If you have ever consciously tried to be still in life you know the feeling: it doesn`t take too long and you begin to feel an itch here… an uncomfortable folding of your clothes there… discomfort in one of your limbs… the possibilities are endless and the pulling of the mind is strong.

If you have ever made the effort to stay still during these arising feelings and sensations, you may also have noticed something else: whatever it is, that was calling your attention in one moment, will fade when you have ignored it for some time – only to be replaced by another distraction. This little game of the mind will keep going for quite some time. However, if you manage to stay still, and if it is a good day, the pulling of the mind may eventually cease and leave you to just be.

These experiences bring us three very important insights.

One: the mind will try to pull our attention away at first – we need to learn how to be still.

Two: if we practice and manage to stay still, not giving in to the pulling of the mind (we don`t scratch, we don`t fix our clothes, we don`tchange our position, we don`t get up and leave), the feelings and sensations will first begin to wander, then eventually cease.

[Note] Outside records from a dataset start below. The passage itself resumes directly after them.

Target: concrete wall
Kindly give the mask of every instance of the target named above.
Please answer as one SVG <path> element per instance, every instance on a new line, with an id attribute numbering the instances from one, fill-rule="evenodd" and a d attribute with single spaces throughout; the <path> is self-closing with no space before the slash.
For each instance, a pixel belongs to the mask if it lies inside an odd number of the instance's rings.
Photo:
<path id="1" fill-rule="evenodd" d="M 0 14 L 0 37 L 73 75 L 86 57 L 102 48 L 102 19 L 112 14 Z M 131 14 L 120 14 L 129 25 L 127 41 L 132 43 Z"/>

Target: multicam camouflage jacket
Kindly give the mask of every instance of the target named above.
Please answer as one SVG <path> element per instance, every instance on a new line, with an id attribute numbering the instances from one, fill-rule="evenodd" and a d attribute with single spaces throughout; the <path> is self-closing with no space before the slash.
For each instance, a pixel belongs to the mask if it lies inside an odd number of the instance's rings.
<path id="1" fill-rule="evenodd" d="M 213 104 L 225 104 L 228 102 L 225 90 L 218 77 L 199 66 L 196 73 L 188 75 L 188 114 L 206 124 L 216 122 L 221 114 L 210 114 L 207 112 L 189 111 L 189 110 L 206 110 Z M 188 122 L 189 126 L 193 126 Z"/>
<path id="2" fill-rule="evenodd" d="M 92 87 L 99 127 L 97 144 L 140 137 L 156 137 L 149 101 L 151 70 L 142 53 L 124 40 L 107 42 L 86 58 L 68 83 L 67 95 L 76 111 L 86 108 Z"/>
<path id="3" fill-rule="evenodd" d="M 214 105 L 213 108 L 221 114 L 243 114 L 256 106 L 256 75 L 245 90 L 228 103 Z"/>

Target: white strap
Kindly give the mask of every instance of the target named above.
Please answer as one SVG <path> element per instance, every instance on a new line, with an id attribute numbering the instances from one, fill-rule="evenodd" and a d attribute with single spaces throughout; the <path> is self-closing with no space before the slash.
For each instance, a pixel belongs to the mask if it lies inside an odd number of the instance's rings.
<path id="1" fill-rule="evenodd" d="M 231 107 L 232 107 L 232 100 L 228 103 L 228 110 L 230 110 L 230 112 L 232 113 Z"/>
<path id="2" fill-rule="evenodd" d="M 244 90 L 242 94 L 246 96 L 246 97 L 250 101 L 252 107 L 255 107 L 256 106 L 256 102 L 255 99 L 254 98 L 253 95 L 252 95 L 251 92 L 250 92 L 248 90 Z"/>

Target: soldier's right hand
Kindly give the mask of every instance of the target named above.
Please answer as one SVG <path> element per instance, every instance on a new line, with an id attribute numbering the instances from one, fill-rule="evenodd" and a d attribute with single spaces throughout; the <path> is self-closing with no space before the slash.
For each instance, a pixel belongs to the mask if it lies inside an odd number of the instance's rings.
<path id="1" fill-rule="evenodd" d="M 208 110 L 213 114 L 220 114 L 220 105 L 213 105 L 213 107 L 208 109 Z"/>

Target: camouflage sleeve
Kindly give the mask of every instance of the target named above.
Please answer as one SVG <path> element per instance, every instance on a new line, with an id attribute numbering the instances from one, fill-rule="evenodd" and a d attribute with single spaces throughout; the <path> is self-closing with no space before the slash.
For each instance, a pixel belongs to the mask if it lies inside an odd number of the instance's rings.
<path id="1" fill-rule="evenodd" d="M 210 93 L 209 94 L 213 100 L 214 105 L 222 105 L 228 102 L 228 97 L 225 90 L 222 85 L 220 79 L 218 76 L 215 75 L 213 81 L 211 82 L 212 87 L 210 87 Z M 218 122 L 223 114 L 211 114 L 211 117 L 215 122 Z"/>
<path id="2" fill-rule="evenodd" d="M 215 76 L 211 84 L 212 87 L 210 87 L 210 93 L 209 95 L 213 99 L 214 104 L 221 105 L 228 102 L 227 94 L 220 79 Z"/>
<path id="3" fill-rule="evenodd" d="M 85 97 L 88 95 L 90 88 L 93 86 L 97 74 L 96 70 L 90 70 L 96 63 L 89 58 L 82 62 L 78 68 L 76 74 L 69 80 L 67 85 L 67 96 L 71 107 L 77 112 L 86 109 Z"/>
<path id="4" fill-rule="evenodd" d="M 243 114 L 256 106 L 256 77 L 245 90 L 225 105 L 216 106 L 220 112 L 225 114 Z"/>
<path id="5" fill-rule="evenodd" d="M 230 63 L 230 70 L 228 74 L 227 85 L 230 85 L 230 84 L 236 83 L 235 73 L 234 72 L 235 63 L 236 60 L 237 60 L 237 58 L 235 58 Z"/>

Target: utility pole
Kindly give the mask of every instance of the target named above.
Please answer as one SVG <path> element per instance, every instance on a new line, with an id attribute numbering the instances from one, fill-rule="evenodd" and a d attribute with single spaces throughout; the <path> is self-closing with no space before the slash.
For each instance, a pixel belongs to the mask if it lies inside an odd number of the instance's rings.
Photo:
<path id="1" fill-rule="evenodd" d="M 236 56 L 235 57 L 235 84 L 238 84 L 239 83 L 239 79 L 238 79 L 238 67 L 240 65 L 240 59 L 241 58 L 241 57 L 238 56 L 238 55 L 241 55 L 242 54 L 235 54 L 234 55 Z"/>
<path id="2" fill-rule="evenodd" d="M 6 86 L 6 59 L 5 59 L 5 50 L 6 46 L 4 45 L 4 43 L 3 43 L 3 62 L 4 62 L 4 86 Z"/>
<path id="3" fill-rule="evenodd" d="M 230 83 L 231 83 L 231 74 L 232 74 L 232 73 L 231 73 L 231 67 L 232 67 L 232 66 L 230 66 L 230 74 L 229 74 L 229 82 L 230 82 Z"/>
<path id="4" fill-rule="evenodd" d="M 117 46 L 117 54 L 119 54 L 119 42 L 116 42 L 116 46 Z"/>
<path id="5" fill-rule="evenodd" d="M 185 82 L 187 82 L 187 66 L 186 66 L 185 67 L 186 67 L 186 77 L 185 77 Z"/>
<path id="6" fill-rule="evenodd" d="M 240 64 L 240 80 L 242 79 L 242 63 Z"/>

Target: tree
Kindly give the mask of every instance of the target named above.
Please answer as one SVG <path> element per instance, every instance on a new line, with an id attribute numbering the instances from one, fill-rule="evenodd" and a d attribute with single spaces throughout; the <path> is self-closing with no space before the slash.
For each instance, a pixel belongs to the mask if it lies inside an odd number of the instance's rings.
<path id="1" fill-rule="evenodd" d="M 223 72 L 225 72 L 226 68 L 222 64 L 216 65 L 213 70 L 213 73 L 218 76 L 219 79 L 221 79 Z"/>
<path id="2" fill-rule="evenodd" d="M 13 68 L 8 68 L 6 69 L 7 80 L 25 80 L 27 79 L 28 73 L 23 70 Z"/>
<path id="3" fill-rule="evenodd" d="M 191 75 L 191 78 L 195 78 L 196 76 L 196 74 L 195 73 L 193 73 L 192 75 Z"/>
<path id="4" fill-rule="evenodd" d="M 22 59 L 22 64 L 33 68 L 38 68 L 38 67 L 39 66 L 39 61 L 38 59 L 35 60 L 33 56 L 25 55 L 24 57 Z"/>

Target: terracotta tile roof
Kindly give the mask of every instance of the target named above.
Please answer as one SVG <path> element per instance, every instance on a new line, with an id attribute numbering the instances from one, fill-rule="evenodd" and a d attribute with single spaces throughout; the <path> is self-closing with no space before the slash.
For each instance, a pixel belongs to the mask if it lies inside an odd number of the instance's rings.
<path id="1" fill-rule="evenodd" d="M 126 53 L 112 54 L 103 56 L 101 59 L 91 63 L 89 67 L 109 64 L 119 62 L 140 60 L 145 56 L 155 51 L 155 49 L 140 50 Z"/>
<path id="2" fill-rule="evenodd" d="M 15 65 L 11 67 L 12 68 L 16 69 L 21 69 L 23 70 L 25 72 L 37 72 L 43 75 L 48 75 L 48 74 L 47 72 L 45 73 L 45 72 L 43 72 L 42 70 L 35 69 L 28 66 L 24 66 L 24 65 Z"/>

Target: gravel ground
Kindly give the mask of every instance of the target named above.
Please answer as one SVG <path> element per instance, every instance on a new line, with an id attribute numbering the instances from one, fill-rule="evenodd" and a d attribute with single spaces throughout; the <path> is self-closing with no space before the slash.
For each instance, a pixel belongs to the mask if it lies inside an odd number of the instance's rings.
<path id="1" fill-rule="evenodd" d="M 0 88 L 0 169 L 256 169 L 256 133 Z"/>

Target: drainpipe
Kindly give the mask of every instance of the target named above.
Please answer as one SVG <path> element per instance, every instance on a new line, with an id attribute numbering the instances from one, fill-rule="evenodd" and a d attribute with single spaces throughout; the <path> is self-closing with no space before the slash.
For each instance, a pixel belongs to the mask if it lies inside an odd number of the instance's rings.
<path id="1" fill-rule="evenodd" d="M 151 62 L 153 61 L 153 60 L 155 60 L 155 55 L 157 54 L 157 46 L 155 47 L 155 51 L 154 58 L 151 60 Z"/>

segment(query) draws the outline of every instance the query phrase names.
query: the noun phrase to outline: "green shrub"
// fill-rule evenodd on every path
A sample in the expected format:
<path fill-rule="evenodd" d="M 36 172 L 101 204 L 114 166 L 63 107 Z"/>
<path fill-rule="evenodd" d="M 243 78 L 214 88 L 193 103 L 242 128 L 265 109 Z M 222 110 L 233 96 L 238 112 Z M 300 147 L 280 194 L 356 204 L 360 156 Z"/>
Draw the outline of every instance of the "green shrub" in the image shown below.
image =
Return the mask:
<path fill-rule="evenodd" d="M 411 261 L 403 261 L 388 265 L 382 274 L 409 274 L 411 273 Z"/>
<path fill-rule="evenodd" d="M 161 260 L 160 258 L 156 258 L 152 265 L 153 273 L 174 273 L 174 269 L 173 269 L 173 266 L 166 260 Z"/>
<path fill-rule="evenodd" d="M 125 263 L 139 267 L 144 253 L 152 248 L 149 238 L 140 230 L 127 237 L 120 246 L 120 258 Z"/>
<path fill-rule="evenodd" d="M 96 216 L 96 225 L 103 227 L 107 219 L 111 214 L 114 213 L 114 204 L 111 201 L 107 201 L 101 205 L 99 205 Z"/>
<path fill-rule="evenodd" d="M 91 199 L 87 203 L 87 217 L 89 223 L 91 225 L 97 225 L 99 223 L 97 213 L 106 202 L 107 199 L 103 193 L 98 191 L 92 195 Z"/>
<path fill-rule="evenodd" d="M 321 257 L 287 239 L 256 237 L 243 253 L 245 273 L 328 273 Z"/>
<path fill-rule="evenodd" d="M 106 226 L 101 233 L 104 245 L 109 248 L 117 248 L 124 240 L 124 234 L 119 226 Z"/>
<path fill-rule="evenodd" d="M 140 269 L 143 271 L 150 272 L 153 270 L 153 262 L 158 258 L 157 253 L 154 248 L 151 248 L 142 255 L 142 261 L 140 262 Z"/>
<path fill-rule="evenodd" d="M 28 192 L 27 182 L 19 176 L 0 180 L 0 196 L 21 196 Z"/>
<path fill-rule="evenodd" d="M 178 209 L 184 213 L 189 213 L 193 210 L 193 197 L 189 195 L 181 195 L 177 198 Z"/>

Which leads us to the most important insight of all: we are the ones who are in control. We alone decide what is important and what has an impact on us in life. Which, applied to what we encounter in our daily lives, has the potential to shift our energy towards an uplifting, positive outlook on the world that will help us to be content with what is, instead of focusing on what is not.

There is one little story that had a huge impact on me when I was first becoming a yoga teacher. I completed my first teacher training with Sivananda in an Ashram on the Bahamas. It was an intense time full of changes and shifts and the Ashram life came with some restraints. One of them was the amount of free time that was granted to us. The days were packed full and we had just the right amount of time to eat, rest and complete out homework with not a minute to spare. I had met a man not long before making my way to the Ashram and was crazy in love. We only managed to talk a few times during this month for a couple of minutes. After one of our talks I got up and noticed that my body was covered in mosquito bites. I had not even noticed the myriads of mosquitoes that had found their way into my tent during our talk.

That same evening, I settled in for our daily 20 minute evening meditation. Only a few seconds into the meditation I noticed a mosquito buzzing around me. My mind was instantly alert. And then it struck me: it is now, in the stillness, that I give my mind the permission to pull my attention away. I felt instantly challenged and managed to stay still for the remainder of the time. Which left me with a few bites but some crucial insights that were worth every itch.